ACTG 175 confirms the benefit of antiretroviral therapy in persons starting between 200-500 CD4 cells and before the development of AIDS (cf. ACTG 016, 109).
ACTG 175 shows for the first time that initiating antiretroviral therapy at this time (CD4 counts 200-500/mm3) can delay death as well as progression (cf. Delta).
ACTG 175 shows for the first time that ddl-containing regimens can improve survival as well as delay progression (cf. ACTG 116B/117).
ACTG 175 shows that for pre-AIDS patients with no AZT experience, clinical outcomes can be improved by starting with AZT+ddl, AZT+ddC or ddl alone as opposed to starting with AZT alone (cf. ACTG 152 in children
ACTG 175 shows that for pre-AIDS patients with AZT experience, clinical outcomes can be improved by switching to ddl monotherapy or to AZT+ddl combination therapy (cf. ACTG 116B/117) and that switching to AZt+ddC may not be clinically beneficial (cf. ACTG 155).
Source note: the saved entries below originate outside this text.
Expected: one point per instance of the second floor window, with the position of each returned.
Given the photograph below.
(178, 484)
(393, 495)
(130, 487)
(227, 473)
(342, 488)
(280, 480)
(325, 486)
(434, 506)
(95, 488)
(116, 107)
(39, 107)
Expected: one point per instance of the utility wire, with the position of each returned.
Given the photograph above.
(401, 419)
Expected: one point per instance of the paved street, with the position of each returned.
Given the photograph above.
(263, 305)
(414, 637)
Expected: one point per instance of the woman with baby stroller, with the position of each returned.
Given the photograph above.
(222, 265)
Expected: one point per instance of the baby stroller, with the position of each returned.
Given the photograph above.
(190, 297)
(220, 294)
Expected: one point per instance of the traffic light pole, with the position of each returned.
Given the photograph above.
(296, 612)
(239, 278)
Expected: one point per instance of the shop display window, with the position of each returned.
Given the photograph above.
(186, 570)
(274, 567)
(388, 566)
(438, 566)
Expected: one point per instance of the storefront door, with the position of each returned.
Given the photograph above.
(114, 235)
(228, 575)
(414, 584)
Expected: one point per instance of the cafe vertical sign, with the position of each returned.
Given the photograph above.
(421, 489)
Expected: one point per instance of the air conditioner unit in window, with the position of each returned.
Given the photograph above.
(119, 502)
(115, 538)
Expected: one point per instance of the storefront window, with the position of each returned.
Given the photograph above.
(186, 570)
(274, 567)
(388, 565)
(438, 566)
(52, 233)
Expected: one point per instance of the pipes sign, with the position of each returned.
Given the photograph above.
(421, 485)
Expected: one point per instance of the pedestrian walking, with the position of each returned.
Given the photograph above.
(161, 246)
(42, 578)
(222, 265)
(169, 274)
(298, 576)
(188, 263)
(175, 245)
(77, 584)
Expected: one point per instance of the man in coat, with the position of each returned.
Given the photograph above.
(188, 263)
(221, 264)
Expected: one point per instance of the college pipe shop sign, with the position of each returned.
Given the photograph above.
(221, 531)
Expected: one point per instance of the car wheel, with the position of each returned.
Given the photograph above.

ACTG 175 shows that medium-term studies measuring clinical progression and survival are possible in intermediate-stage patients.
ACTG 175 did not have the power to distinguish which of the three alternative regimens (ddl alone, AZT+ddl, AZT+ddC) is optimal first-line or early second-line therapy.
The losses to follow-up in ACTG 175 were lower (19%) than in the higher CD4 stratum of ACTG 019 (35%), suggesting that it is possible to improve long-term follow-up still further.
ACTG 175 showed that there were no significant differences among the four treatments arms in adverse events, but 25% were lost to follow-up in the naive arm compared to 15% in the AZT-experienced arm, suggesting that up to a quarter of AZT-naive patients find the drug(s) unbearable even without displaying ACTG-graded toxicities.
ACTG 175 could not show any benefit to starting with combination therapy as opposed to monotherapy. This is because AZT monotherapy performed poorly, pulling down the overall “delayed” arm, while ddl monotherapy appeared equivalent to the two combination arms.
ACTG 175 shows that it is a mistake to rely on surrogate markers such as CD4 counts (and viral load) to establish the standard of care, since the group with the greatest CD4 cell rise (AZT+ddC) did no better clinically–and possibly worse–than the other two groups (AZT+ddl and ddl alone).